One potential answer is community cloud…
By distributing cloud to the edge and utilizing the new range of liquid cooled chips and chassis we can use the waste heat from data centers to power our communities.
Conventional wisdom is to build ever bigger data centers with 100mw and now 500mw being common place, this drives increased efficiency , but (quoting Einstein) “energy can not be created or destroyed it is only hanged from one form to another”. So when a data centre used 500mw of electricity to drive computers the energy is converted into 500mw of heat. This is generally wasted into the atmosphere. Some pioneering companies are now putting data centers on the sea bed to harness tidal cooling. But the pricipal still applies that this heat is not only being wasted but it is also making a tiny contribution to the planet’s warming. 343,400,000mwh is the UK estimated total domestic gas consumption for heating requirements. By comparison a 500mw data center consumes 4,380,000 mwh in one year.
UK data centre capacity is therefore estimated to be the equivalent of 10% of the UK domestic heating capacity by 2026.
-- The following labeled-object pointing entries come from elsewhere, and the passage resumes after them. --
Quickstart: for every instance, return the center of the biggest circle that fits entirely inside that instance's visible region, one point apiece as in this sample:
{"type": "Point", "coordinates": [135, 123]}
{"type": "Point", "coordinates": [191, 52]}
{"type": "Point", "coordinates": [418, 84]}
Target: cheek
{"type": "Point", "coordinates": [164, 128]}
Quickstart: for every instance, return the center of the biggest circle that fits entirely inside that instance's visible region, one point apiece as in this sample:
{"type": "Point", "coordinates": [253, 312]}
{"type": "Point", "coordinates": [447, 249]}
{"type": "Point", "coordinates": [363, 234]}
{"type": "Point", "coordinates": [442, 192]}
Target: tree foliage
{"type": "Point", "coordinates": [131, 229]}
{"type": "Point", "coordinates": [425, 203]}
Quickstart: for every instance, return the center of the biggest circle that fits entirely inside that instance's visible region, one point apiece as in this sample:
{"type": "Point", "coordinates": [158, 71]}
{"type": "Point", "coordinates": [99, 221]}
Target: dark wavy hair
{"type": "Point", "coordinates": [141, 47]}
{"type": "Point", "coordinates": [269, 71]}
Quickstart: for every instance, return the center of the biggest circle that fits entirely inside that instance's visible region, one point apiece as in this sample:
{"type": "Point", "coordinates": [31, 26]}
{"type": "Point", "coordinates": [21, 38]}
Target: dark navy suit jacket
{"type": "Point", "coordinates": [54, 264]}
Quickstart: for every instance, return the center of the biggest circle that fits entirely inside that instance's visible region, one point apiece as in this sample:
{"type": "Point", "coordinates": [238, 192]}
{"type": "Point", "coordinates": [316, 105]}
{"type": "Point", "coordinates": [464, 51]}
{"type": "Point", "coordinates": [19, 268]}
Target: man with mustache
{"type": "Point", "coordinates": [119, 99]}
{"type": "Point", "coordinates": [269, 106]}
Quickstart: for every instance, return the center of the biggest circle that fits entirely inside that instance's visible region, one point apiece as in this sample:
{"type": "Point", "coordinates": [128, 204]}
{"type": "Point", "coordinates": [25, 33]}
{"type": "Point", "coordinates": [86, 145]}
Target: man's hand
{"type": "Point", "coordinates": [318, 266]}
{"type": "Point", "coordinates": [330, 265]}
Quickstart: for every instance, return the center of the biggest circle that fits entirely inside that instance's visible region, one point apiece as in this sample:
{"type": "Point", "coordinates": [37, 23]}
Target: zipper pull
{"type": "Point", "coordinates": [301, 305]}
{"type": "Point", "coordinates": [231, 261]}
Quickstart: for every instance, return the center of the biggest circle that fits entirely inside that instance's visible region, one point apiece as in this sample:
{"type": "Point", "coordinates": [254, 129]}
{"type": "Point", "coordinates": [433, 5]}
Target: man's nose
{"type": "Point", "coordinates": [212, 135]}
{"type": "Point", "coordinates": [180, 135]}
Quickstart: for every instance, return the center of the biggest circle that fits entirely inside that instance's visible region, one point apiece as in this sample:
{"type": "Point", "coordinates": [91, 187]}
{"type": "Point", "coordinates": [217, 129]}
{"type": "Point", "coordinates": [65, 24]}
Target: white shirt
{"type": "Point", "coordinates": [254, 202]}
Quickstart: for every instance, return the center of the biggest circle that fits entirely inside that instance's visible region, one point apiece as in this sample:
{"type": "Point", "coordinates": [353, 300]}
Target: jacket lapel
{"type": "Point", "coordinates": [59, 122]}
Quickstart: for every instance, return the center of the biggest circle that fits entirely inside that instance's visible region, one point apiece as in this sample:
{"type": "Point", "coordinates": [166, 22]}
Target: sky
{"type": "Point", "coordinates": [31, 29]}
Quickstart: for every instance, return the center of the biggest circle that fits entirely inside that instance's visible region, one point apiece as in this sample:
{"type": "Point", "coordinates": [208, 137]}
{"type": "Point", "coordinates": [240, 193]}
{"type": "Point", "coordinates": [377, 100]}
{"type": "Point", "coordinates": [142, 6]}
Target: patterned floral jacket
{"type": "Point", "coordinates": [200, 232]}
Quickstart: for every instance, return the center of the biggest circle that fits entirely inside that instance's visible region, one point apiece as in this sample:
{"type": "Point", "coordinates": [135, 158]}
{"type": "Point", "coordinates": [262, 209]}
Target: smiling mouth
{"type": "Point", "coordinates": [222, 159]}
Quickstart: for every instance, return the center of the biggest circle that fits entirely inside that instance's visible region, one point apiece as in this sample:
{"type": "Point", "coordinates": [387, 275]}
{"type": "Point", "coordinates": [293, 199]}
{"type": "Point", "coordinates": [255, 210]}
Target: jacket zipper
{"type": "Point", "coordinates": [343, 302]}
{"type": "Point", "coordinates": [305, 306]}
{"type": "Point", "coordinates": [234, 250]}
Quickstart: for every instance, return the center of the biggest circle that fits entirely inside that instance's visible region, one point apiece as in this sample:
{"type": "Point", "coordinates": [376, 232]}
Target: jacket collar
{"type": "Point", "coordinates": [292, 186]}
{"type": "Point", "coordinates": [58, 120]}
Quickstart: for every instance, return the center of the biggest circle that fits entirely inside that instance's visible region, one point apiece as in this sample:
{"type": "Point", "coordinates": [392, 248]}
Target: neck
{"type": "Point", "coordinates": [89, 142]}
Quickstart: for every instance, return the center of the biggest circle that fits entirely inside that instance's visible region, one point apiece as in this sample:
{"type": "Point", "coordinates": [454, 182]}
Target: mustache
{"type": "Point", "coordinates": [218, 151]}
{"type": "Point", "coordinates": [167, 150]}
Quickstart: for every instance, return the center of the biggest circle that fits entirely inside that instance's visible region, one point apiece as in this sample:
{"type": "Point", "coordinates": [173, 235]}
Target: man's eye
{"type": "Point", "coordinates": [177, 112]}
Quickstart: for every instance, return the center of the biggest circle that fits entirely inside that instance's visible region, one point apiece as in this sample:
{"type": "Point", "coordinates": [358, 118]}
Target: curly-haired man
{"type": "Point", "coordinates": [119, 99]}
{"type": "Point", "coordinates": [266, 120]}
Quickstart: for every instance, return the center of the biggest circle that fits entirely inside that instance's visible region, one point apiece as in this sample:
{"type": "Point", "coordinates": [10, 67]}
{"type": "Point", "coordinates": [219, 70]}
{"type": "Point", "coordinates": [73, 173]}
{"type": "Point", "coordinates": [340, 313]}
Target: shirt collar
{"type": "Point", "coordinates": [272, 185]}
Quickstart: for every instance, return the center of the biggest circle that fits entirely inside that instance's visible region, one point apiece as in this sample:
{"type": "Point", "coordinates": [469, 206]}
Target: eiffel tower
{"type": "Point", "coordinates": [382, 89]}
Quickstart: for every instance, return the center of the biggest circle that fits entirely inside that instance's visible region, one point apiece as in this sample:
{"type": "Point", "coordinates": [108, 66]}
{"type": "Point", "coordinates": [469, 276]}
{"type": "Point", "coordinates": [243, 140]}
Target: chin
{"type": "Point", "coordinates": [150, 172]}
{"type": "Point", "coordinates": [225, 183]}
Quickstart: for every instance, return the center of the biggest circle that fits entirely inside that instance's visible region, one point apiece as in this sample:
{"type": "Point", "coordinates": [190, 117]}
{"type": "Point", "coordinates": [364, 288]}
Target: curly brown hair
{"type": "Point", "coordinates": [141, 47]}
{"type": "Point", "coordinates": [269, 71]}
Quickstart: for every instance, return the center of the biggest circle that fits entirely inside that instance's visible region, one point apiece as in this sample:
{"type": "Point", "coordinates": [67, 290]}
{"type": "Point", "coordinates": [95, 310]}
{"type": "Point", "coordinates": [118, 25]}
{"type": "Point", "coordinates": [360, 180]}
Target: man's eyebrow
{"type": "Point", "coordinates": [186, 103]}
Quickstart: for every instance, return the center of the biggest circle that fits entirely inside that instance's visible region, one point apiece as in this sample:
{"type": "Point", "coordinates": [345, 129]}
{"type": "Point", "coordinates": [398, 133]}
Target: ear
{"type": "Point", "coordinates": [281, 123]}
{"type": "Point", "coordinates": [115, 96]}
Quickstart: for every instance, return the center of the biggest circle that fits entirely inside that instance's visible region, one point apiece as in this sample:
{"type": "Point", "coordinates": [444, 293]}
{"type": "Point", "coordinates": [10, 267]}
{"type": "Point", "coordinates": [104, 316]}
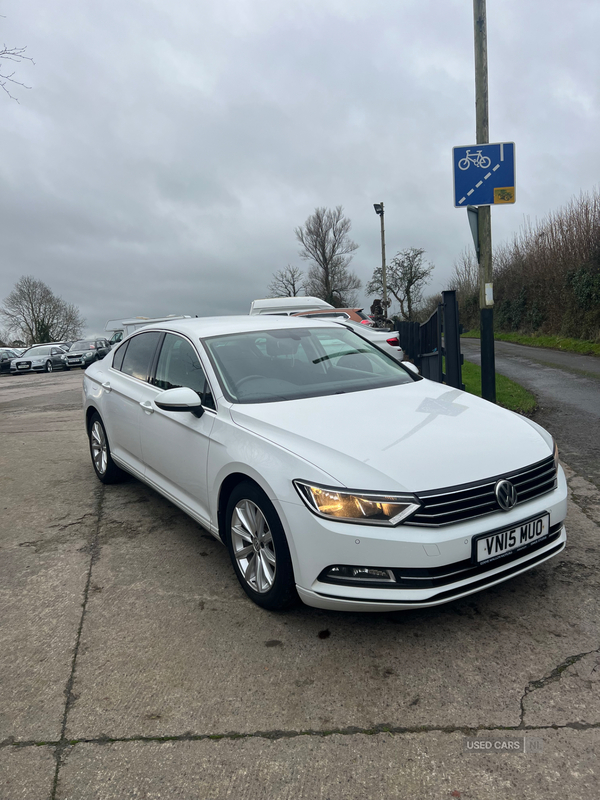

Clearly connecting every data center to every house is an impossibility. We have also gone from PC’s and computers in homes to cloud based compute , the arguments and inertia to move all the way back to local computing in houses simply wont work either.
So is there a mid point where by we can maximize cloud computing and provide waste heat to heat our communities? The economics above speak for them selves but when we consider energy sovereignty and global price fluctuations this becomes even more compelling.